24 dead as heavy rains batter northern India

Forecasters have warned of more downpours in the coming days. PHOTO: EPA-EFE

DEHRADUN, INDIA (AFP) - At least 24 people died and more than a dozen were missing after landslides and flash floods triggered by several days of heavy rain hit northern India, officials said on Tuesday (Oct 19).

Forecasters have also warned of more downpours in the coming days in the southern state of Kerala where floods have already killed at least 27 people since last Friday.

Officials in the Himalayan state of Uttarakhand said 18 people were killed in fresh landslides on Tuesday after six died in similar incidents a day earlier.

At least 13 of them were killed in three separate incidents in Nainital town early on Tuesday, after a cloudburst - an ultra-intense deluge of rain - triggered a landslide and destroyed several structures.

"Twenty-four people have died in the state in two days. There were six deaths in the state on Monday and so far 18 people have lost their lives on Tuesday," Mr Ashok Kumar, Uttarakhand police chief, told AFP.

Five of the dead were from a single family whose house was buried by a massive landslide, local civil officer Pradeep Jain told AFP.

Another landslide in the northern Almora district killed five people after huge rocks and a wall of mud demolished and engulfed their home.

The Indian Meteorological Department extended and widened its weather alert on Tuesday, predicting "heavy" to "very heavy" rainfall in the region over the next two days.
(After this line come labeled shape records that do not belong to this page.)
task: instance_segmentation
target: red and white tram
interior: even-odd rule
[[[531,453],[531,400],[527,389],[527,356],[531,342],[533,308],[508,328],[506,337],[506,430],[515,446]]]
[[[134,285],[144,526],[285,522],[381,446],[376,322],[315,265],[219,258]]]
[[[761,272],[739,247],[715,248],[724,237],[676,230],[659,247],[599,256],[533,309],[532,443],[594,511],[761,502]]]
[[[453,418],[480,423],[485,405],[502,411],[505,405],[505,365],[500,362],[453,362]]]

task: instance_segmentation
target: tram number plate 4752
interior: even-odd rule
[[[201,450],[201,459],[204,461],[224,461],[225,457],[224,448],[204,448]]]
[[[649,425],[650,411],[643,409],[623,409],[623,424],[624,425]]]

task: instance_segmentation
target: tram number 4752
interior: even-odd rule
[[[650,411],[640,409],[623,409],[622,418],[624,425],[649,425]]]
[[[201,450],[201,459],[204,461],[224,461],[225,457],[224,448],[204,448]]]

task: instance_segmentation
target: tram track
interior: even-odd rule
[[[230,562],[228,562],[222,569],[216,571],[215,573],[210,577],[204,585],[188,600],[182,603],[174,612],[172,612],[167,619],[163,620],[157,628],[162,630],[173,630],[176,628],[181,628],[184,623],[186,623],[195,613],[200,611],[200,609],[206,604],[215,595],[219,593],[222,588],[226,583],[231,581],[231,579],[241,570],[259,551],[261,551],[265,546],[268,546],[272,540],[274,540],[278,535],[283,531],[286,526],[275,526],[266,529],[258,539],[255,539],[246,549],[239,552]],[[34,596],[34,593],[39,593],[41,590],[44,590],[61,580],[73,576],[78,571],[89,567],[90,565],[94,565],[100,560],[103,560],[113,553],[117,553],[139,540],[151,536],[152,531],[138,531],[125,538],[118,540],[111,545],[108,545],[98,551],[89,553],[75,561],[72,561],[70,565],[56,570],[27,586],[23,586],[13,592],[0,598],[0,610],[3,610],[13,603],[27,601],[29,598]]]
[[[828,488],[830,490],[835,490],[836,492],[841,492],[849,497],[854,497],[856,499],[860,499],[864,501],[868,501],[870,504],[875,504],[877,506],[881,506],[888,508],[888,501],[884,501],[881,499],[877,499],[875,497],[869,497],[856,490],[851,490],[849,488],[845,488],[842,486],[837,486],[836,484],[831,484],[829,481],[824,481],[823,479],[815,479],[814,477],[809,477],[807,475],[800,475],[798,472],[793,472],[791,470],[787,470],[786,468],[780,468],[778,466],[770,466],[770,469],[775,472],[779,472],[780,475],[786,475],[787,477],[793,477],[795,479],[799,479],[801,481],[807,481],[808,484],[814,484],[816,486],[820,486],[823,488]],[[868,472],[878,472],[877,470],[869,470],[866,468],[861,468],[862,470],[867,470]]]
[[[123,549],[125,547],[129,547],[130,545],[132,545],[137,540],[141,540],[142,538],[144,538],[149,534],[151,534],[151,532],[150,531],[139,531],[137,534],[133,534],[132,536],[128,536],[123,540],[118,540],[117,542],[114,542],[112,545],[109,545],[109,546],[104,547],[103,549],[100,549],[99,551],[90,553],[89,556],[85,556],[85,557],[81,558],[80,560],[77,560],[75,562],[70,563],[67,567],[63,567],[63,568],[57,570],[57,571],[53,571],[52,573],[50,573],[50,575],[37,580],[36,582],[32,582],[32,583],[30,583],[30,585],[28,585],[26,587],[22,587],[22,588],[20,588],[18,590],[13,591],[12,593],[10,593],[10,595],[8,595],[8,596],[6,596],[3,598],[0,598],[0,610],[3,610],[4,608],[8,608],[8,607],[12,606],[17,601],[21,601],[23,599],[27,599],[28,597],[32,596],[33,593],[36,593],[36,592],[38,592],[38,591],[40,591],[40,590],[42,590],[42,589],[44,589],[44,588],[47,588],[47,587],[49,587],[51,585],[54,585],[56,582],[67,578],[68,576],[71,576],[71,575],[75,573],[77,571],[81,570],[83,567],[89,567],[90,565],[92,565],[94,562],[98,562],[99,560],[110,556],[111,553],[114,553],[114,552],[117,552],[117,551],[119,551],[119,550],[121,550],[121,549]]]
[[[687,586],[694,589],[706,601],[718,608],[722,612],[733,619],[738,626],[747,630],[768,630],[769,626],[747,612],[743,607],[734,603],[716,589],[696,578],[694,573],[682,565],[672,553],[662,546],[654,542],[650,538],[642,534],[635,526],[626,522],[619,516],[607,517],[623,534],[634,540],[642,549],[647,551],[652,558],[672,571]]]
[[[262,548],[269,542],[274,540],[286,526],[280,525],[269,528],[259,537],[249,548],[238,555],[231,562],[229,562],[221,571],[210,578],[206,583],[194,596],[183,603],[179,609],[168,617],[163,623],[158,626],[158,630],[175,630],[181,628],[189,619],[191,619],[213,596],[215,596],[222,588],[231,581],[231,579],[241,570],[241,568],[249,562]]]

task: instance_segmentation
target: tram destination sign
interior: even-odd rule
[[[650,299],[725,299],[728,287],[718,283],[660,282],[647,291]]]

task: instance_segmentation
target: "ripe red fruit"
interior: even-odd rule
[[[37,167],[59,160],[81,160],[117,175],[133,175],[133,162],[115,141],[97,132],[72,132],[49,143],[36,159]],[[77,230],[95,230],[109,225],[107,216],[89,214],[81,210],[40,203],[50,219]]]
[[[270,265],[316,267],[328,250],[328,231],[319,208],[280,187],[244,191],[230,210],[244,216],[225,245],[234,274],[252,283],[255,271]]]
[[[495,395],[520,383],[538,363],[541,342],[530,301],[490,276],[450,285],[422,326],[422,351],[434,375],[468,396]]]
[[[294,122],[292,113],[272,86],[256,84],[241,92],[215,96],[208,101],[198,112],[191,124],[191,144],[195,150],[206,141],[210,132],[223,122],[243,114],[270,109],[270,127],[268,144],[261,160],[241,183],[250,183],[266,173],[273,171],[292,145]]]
The weather office said several areas were drenched by more than 400mm of rainfall on Monday, causing landslides and flooding.

Thet authorities ordered the closure of schools and banned all religious and tourist activities in the state.

Television footage and social media videos showed residents wading through knee-deep water near Nainital lake, a tourist hot spot, and the Ganges bursting its banks in Rishikesh.

More than 100 tourists were stuck inside a resort in Ramgarh after the overflowing Kosi river deluged several areas.

Landslides are a regular danger in India's Himalayan north, but experts say they are becoming more common as rains become increasingly erratic and glaciers melt.

Experts also blame construction work on hydroelectric dams and deforestation.

In February, a ferocious flash flood hurtled down a remote valley in Uttarakhand, killing around 200 people. At least 5,700 people perished there in 2013.

In the south, large parts of Kerala have been battered by floods and landslides since late last week, leaving at least 27 people dead.

Many dams in the state were nearing the danger mark and the authorities were evacuating thousands to safer locations as major rivers overflowed.

India's weather office said heavy rains will again lash the state in the next two days after a brief reprieve on Tuesday.